A meeting between Minister for Justice Helen McEntee and the UK’s Home Secretary James Cleverly, which was due to take place today, has been postponed.

However, the Department of Foreign Affairs has confirmed that it will be rescheduled in the near future.

It comes amid tensions between both countries over the movement of migrants from the UK to Ireland.

They had been due to meet on Monday to discuss “strengthening” the Common Travel Area, but the meeting was postponed late on Sunday night.

The Cabinet is preparing to examine laws to allow asylum applicants to be returned from Ireland to the UK this week.

James Cleverly and Helen McEntee were due to discuss ‘strengthening’ the Common Travel Area

Taoiseach Simon Harris said yesterday that Ireland will not “provide a loophole” for the migration challenges in other countries.

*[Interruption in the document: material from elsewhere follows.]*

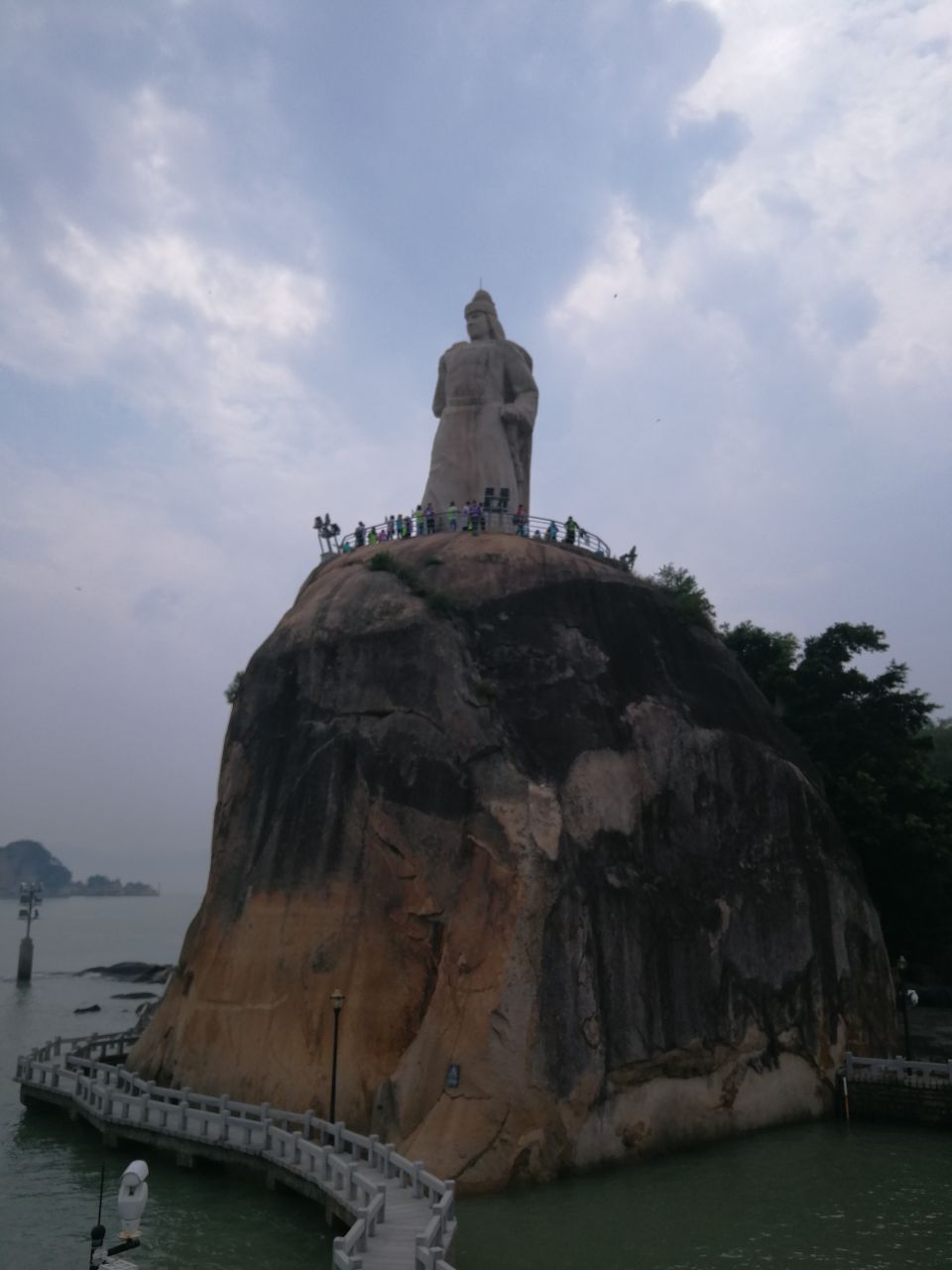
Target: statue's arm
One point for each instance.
(439, 397)
(521, 390)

Mr Harris said that while every country is entitled to its own migration policy, he does not intend to allow the policies of others to “affect the integrity of our own one”.

“This country will not in any way shape or form provide a loophole for anybody else’s migration challenges,” he said.

It comes after it emerged last week that 80% of recent asylum seeker arrivals to Ireland came from the UK via the land border with Northern Ireland.

British Prime Minister Rishi Sunak has said this shows his government’s so-called Rwanda policy is working as a deterrent.

The UK Government has rejected any bid by Ireland to return asylum seekers unless France agrees to do the same with boats crossing the Channel.

“We won’t accept any asylum returns from the EU via Ireland until the EU accepts that we can send them back to France,” a UK government source said.

The Rwanda policy will see asylum seekers coming to the UK being placed on a one-way flight to the east African nation, with the aim of deterring others from crossing the English Channel on small boats.

The legislation ensuring the plan is legally sound, the Safety of Rwanda (Asylum and Immigration) Act, cleared its passage through the UK Parliament this week and was signed into law on Thursday.